Ich tastete in den Dampfnebel, fragte noch ein paar Mal, beendete dann mein Bad schneller, als ich es sonst getan hätte, wickelte mich ins Badelaken, machte Licht im Schlafzimmer und leuchtete in den Baderaum, fand aber niemand. Dann kleidete ich mich an, klingelte und fragte den Diener, ob man jemand hereingelassen, während ich im Bad war.

Dieser schüttelte den Kopf und wusste von nichts.

Ich vergaß auch diese Begebenheit wieder. Aber nach Mitternacht, als ich mich zu Bett legte, schloss ich vorsichtig alle Türen.

Das Amulett hatte ich genau betrachtet, und nach dem Alter der Darmseite zu schließen, an die es gebunden und die vom Tragen sehr abgenützt war, konnte ich mir vorstellen, dass das Amulett wohl schon mehrere Menschenalter um den Hals verschiedener Personen gehangen und auf der Brust verschiedener Leute geruht haben musste.
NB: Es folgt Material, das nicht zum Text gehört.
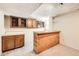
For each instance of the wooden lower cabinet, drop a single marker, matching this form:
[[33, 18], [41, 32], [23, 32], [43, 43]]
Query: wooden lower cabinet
[[44, 41], [12, 42]]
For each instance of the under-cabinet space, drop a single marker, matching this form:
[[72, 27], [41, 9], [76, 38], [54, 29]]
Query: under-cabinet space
[[43, 41]]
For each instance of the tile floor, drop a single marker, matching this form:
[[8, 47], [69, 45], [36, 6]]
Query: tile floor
[[58, 50]]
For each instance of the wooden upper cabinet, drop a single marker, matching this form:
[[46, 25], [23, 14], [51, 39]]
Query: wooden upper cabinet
[[29, 23], [43, 41], [14, 22], [18, 22]]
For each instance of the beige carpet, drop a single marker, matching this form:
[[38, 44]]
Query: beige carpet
[[60, 50]]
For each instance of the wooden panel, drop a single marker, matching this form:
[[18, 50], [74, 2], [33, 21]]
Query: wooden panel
[[45, 41], [7, 43], [19, 41]]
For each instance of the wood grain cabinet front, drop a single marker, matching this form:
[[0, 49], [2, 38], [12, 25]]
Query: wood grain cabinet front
[[12, 42], [7, 43]]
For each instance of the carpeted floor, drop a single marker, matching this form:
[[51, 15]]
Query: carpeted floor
[[58, 50]]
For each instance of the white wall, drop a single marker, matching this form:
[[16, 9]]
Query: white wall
[[69, 26], [2, 30]]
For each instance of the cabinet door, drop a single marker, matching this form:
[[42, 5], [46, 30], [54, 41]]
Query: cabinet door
[[7, 43], [19, 41]]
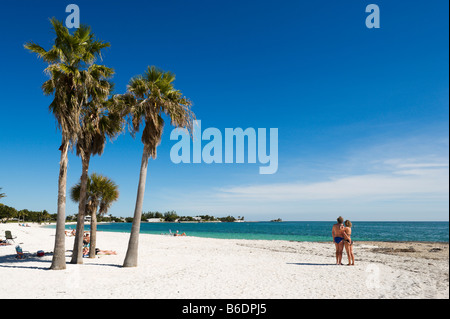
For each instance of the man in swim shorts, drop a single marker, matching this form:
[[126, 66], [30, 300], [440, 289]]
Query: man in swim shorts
[[338, 239]]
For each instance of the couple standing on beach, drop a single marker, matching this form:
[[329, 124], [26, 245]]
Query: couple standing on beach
[[342, 238]]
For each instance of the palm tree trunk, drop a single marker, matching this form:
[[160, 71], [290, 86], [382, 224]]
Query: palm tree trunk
[[59, 251], [93, 234], [77, 255], [132, 251]]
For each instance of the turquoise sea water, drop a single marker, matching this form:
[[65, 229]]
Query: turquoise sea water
[[295, 231]]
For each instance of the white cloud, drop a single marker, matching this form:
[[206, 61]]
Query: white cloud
[[424, 183]]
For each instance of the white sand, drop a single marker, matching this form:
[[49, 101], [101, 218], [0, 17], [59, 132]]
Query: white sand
[[192, 267]]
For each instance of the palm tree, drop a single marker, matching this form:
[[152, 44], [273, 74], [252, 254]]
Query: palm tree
[[68, 56], [101, 193], [151, 95], [100, 118]]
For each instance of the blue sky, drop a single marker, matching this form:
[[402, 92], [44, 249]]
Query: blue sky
[[362, 114]]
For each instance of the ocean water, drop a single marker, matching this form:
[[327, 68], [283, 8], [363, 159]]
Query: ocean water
[[318, 231]]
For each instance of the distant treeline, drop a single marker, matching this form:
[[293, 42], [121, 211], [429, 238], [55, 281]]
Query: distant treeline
[[172, 216], [8, 213]]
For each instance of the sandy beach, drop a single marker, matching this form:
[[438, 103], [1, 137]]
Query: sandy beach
[[192, 267]]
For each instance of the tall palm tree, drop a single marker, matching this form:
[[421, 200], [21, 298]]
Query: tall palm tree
[[100, 119], [69, 55], [101, 193], [151, 95]]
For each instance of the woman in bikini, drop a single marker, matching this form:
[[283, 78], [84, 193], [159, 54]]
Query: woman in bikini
[[348, 242]]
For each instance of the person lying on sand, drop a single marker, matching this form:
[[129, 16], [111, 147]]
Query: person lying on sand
[[98, 252]]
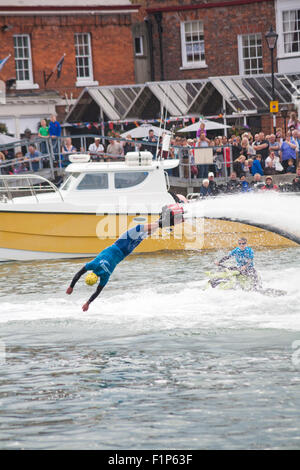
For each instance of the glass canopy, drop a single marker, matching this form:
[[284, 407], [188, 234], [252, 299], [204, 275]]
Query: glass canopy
[[248, 93]]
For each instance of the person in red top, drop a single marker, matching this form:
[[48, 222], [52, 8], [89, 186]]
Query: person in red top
[[269, 184]]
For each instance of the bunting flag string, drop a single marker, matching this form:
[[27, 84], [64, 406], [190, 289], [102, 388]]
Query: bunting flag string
[[177, 122]]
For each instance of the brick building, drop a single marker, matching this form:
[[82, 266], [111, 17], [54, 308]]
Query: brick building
[[93, 38]]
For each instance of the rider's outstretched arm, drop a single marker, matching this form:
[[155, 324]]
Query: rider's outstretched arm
[[93, 297], [225, 258], [76, 278]]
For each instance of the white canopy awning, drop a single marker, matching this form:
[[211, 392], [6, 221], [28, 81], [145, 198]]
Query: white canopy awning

Bis diese starke Darmseite sich abnützen und durchwetzen konnte, mussten manche Menschenleben dahingegangen sein.

Die an der Männergestalt emporkletternde kleine Frauengestalt war von geschwärzter Silberbronze. Der Mann schien aus Eisenbronze zu sein.

Klobig, simpel, primitiv war die nussgroße Figurengruppe zusammengeschweißt, wahrscheinlich in irgend einer Bergschmiede tief im Himalajagebirge. Vielleicht war sie in einer tibetanischen Klosterschmiede gearbeitet, in einem jener ungeheuerlichen Klöster, die an unzugänglichen Stellen, an Bergabhängen und Bergseen zerstreut liegen auf der Straße nach Lassa hin, jener Straße, die zu der geheimnisvollsten Klosterstadt der Welt führt.

Ich musste wieder an das stattliche Tibetweib denken, wie es da mitten im Haufen bellender Hunde gestanden und gedankenvoll mein Geld in das gelbe Tuch gewickelt hatte.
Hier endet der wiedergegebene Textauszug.